Our case, a 32-year-old man underwent living related renal transplantation with father as donor on July 29, 2016, and received rabbit ATG for induction at a cumulative dose of 2 mg/kg and was maintained on triple immuno-suppression tacrolimus (0.1 mg/kg), MMF 720 mg twice daily and steroids. He developed Cytomegalovirus (CMV) viremia in January 2017 and received oral valganciclovir hydrochloride for three months and his MMF was withheld. In, April 2017, he presented with acute graft dysfunction, graft biopsy revealed calcineurin inhibitor toxicity and tacrolimus was changed to everolimus and MMF was re-introduced at half the dose, 360 mg twice daily. His serum creatinine stabilized around 2 mg/dL but he developed proteinuria and had to be started on Azilsartan in August 2017. The patient was clinically stable but his laboratory investigations revealed persistent progressive thrombocytopenia. He was shifted back to tacrolimus and MMF was stopped. CMV DNA polymerase chain reaction, hepatitis B surface antigen, anti-hepatitis C virus antibody, human immunodeficiency virus serology were negative. The Vitamin B12 and folic acid levels were normal. No evidence of hemolysis was seen since peripheral smear did not reveal any schistocytes. Bone marrow biopsy showed adequate trilineages with adequate megakaryocytes. He presented to emergency department in February 2018 with gum bleed and epistaxis and had a platelet count of 4 × 109/L. At this time, azilsartan was stopped in view of low blood pressure and on follow-up his investigations revealed improving thrombocytopenia [Figure 1]. In view of proteinuria, ramipril was introduced in July 2018, but the patient again developed thrombocytopenia; this was withheld in August soon after which thrombocytopenia recovered [Figure 1].{Figure 1}

This case highlights thrombocytopenia as a rare side effect of ACEI and ARB. The pathophysiology of thrombocytopenia is accelerated immune destruction, myelosuppression or increased antithrombotic impact caused by the reduced activation of renin-angiotensin system.[1] We advocate a strong causal relationship between ACI/ARB's and thrombocytopenia based on a scale developed by George et al.[2] All four of these criteria were met in our patient, this would be a case of definite DIT. Case reports attributing ARB's as potential cause of thrombocytopenia exist in literature.[3] As per our knowledge, this is the first reported case wherein, the patient had thrombocytopenia-induced secondary to both ACEI and ARBs.

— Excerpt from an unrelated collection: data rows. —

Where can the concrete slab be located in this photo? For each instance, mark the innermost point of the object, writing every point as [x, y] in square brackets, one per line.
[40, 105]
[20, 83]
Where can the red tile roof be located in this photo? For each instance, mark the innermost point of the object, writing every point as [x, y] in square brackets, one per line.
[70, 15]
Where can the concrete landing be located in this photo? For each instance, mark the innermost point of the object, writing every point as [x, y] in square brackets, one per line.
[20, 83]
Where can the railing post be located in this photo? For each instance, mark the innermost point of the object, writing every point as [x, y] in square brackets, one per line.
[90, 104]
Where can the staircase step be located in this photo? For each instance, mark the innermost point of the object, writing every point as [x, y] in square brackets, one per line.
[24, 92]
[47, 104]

Conflict of interest: None declared.

References

1Visentin GP, Liu CY. Drug-induced thrombocytopenia. Hematol Oncol Clin North Am 2007;21:685.
2George JN, Raskob GE, Shah SR, et al. Drug-induced thrombocytopenia: A systematic review of published case reports. Ann Intern Med 1998;129:886-90.
3Patel DK, Bilkha N, Schnee D. Angiotensin II type 1 receptor blocker-induced immune thrombocytopenia: A case report. J Med Case Rep 2013;7:183.